Em seu 5º Sermão sobre a Quaresma, São Bernardo de Claraval discorre sobre a luta da carne e do diabo contra o homem espiritual e sobre a utilidade da oração. Falando inicialmente sobre a carne, nascida e nutrida no pecado, corrompida e viciada pelos maus costumes, o santo abade cisterciense nos diz que ela “por isso luta tão cruelmente contra o espírito; murmura com tanta frequência e não suporta a disciplina; sugere o mal, não se submete à razão, nem lhe assusta temor algum” (nº1). E, com realismo, Bernardo discorre em seguida sobre o modo de agir do inimigo da nossa salvação: “A ela [à carne] se une e vem em auxílio a astuta “serpente”, e dela se serve para atacar-nos. (…) Trama continuamente a maldade, instiga os desejos da carne (…), amarra-nos com nosso próprio cinto, espanca-nos com nosso próprio bastão, para que a carne que nos foi dada como ajuda converta-se em perdição e em laço” (nº 2). Assim age o diabo, que não podemos ver, devido à sua natureza espiritual e à sua astúcia, aprimorada pelo contínuo exercício de sua malícia. Entretanto, está em nossas mãos não nos deixarmos vencer, porque Deus não permitirá que nenhum de nós seja abatido contra a própria vontade, já que, como recorda o abade de Claraval, “o inimigo é capaz de despertar o impulso da tentação, mas, se queres, tu podes dar ou negar o consentimento. (…) Se o inimigo incendiar o teu apetite de comer, sugerir-te pensamentos de vaidade, ou de impaciência ou te excitar a lascívia, tu, simplesmente, não consintas.
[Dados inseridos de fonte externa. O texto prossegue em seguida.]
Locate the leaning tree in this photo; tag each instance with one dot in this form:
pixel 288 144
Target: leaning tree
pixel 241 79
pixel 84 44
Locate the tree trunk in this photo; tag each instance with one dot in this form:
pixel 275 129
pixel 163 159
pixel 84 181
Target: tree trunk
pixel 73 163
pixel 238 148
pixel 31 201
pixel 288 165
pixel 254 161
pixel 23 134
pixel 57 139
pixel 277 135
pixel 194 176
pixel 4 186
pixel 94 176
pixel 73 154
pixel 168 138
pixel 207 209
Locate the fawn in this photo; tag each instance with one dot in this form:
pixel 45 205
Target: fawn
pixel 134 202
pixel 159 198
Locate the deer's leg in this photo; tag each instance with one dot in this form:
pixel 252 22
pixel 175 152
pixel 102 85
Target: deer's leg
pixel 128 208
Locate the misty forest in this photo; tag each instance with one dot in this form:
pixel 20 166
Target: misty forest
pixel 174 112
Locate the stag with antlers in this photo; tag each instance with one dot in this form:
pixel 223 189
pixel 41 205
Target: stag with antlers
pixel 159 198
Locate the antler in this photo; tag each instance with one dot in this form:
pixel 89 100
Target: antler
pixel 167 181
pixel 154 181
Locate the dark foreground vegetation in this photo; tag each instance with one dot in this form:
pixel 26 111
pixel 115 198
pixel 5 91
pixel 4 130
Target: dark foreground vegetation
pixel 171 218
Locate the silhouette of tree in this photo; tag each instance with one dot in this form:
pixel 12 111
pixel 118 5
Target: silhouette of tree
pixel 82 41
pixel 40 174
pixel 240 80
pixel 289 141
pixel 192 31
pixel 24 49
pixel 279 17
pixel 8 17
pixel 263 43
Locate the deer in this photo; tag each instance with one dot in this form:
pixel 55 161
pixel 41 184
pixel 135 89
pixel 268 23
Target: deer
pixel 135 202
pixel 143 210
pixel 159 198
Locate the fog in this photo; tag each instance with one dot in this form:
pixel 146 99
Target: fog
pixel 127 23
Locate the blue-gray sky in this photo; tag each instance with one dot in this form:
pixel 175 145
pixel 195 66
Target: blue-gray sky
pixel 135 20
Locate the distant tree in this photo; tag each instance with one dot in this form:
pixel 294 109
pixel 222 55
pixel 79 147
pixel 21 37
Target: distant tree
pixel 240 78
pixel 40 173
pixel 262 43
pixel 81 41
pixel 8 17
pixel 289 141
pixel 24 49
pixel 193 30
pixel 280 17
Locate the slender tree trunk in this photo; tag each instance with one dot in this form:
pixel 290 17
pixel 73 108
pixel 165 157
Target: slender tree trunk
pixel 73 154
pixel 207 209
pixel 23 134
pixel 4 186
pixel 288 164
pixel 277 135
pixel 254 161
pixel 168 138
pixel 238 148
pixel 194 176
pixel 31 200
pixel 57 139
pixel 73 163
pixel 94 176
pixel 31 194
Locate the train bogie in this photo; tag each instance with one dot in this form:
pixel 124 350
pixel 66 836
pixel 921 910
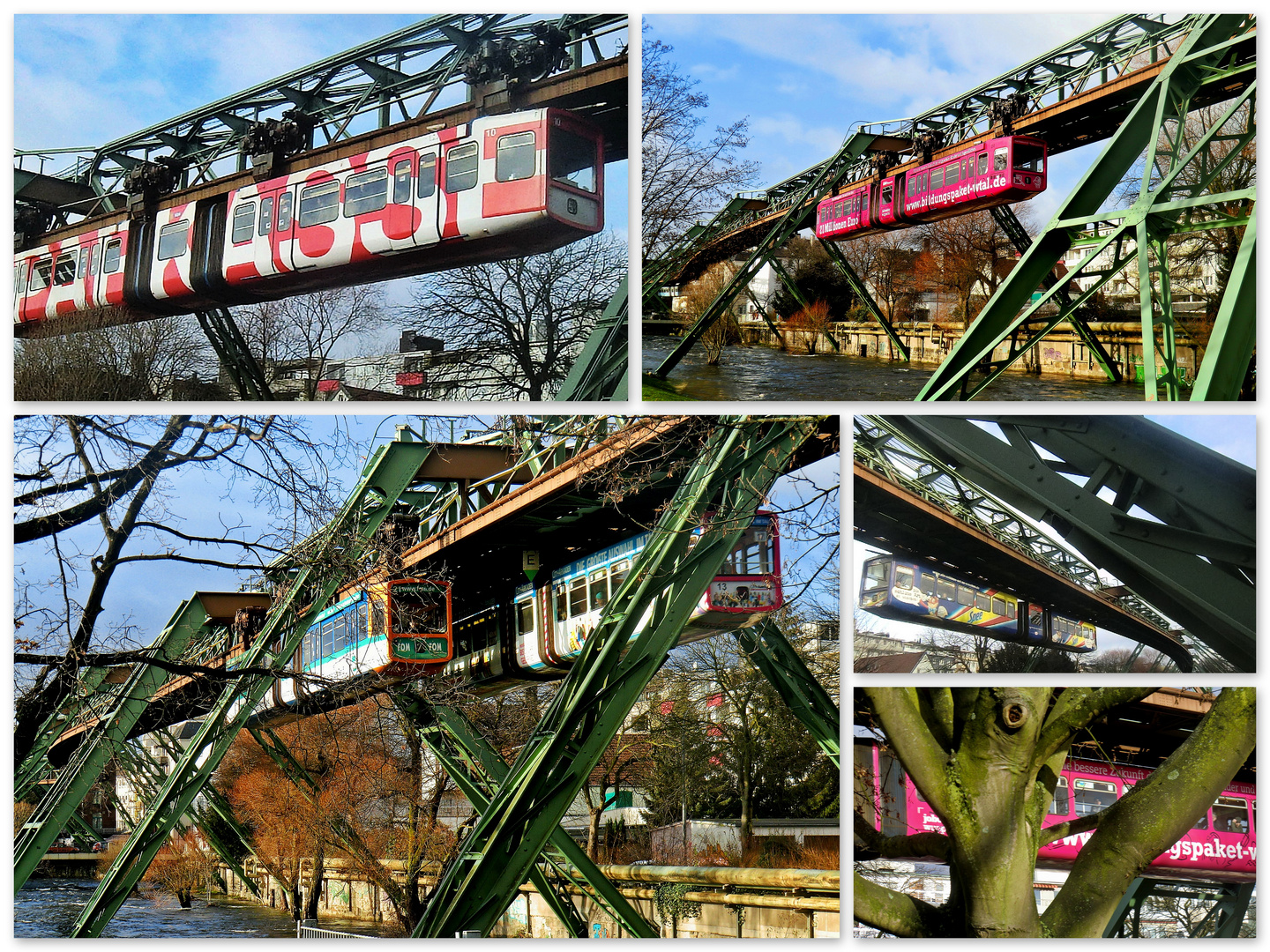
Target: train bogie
pixel 496 188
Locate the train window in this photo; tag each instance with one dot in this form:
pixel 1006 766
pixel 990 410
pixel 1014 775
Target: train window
pixel 401 183
pixel 41 274
pixel 1231 815
pixel 319 205
pixel 173 240
pixel 598 591
pixel 113 253
pixel 877 574
pixel 1029 158
pixel 244 222
pixel 461 167
pixel 65 271
pixel 578 597
pixel 285 201
pixel 573 160
pixel 1094 796
pixel 513 159
pixel 525 616
pixel 367 192
pixel 1061 805
pixel 427 175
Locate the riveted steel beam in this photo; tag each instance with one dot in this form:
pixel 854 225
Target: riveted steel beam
pixel 735 470
pixel 771 654
pixel 1180 484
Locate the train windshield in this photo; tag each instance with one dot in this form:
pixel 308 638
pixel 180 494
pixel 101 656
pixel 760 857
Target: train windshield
pixel 419 608
pixel 1029 156
pixel 755 553
pixel 574 160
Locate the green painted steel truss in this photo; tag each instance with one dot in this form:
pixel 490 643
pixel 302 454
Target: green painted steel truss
pixel 1192 555
pixel 733 472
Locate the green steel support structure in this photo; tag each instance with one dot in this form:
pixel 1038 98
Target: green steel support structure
pixel 1229 904
pixel 233 352
pixel 771 654
pixel 387 473
pixel 476 768
pixel 733 472
pixel 1169 204
pixel 1192 555
pixel 788 225
pixel 600 371
pixel 103 740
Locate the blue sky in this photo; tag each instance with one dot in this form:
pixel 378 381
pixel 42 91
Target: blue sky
pixel 201 502
pixel 1233 437
pixel 805 81
pixel 84 80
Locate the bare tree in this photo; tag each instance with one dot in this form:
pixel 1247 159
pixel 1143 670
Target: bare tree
pixel 167 358
pixel 684 176
pixel 695 297
pixel 74 471
pixel 519 324
pixel 309 328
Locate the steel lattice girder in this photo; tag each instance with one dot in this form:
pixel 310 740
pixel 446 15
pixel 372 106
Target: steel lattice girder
pixel 600 371
pixel 387 473
pixel 101 743
pixel 1203 55
pixel 1229 904
pixel 733 472
pixel 1100 56
pixel 417 63
pixel 1197 564
pixel 478 770
pixel 781 231
pixel 771 654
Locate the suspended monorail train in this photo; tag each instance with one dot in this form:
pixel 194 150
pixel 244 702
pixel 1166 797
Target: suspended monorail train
pixel 982 175
pixel 399 629
pixel 494 188
pixel 1221 845
pixel 898 588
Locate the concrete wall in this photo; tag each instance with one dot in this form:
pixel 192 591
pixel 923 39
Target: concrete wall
pixel 530 917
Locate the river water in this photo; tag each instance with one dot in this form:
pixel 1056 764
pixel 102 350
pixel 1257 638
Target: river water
pixel 767 374
pixel 49 908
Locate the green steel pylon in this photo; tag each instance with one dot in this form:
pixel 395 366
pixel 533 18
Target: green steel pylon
pixel 1169 204
pixel 476 768
pixel 736 469
pixel 771 654
pixel 101 741
pixel 387 473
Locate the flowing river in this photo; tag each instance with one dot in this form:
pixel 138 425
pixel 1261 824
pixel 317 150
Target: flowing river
pixel 767 374
pixel 49 908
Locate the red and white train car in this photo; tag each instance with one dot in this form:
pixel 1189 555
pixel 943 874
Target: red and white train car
pixel 494 188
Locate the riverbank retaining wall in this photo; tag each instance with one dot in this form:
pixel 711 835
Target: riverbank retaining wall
pixel 1062 352
pixel 530 917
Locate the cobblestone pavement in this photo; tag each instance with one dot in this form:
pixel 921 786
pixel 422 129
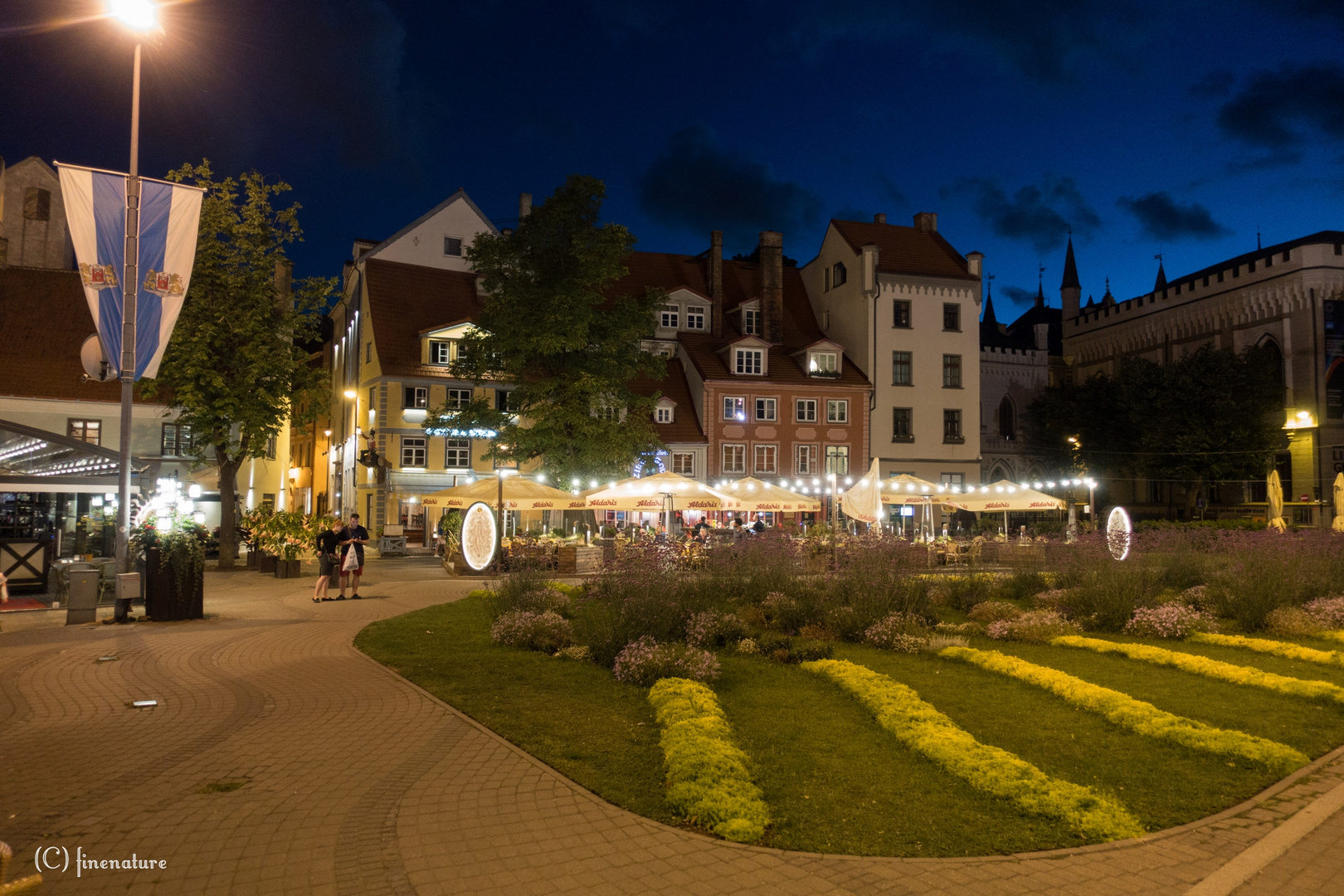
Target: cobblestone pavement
pixel 358 782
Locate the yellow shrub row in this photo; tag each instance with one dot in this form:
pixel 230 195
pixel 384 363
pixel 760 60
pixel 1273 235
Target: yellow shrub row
pixel 1210 668
pixel 990 768
pixel 1277 648
pixel 1137 716
pixel 709 781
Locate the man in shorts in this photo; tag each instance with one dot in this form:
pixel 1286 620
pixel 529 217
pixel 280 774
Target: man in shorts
pixel 353 539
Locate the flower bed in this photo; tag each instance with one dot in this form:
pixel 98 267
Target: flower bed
pixel 709 781
pixel 1136 715
pixel 1210 668
pixel 990 768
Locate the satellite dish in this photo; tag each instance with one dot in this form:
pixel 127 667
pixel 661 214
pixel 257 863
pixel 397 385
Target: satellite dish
pixel 90 355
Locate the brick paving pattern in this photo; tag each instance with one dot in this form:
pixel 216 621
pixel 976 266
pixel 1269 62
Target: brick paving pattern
pixel 358 782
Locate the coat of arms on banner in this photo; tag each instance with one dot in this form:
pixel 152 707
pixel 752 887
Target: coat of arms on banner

Quantas vezes resistires, tantas serás coroado” (nº 3).

 

Ânimo para a luta! Isso é o que algumas vezes nos falta, já que os tempos modernos tentam a todo custo inculcar em nossos corações um pacifismo surreal, que não faz parte da ordem da natureza, muito menos da sadia história humana. Ser pacífico e promover a paz é evangélico (Mt 5,5.9), mas ser pacifista é antinatural, é promover o entorpecimento de nossas forças interiores a ponto de se tornarem amolecidas como o chumbo, ao invés de resistentes como o aço. Ser pacifista é deixar-se arrastar pela corrente dos acontecimentos como um rato morto boiando no fluxo de um cano de esgoto. Não te entrega sem luta! Resiste! Sai para fora do esgoto em que a carne, o mundo e o demônio te meteram! Esta é a mais importante das Quaresmas, porque é a Quaresma do presente; não é a do passado, que já não existe mais, nem será a do futuro, que ninguém sabe se verá sob a luz do sol. Esta é a mais importante de todas, porque enquanto estiveres consciente, podes, no dizer de São Bernardo, ter “sempre à mão o refúgio inexpugnável da oração” (n.4), que te protegerá das tentações da carne e dos ataques do demônio. E o mesmo santo abade nos exorta: “Irmãos, não desprezeis vossa oração. Eu vos digo que Aquele a quem oramos tampouco a despreza. Antes que saia de vossa boca, Ele já ordena que seja escrita em Seu livro. Podemos esperar, sem dúvida alguma, uma dessas duas coisas: dar-nos-á o que pedimos, ou o que Ele sabe que nos convém. ‘O Espírito vem em socorro de nossa fraqueza, pois não sabemos o que pedir’ (Rm 8,26). A oração nunca é infrutífera” (n. 5).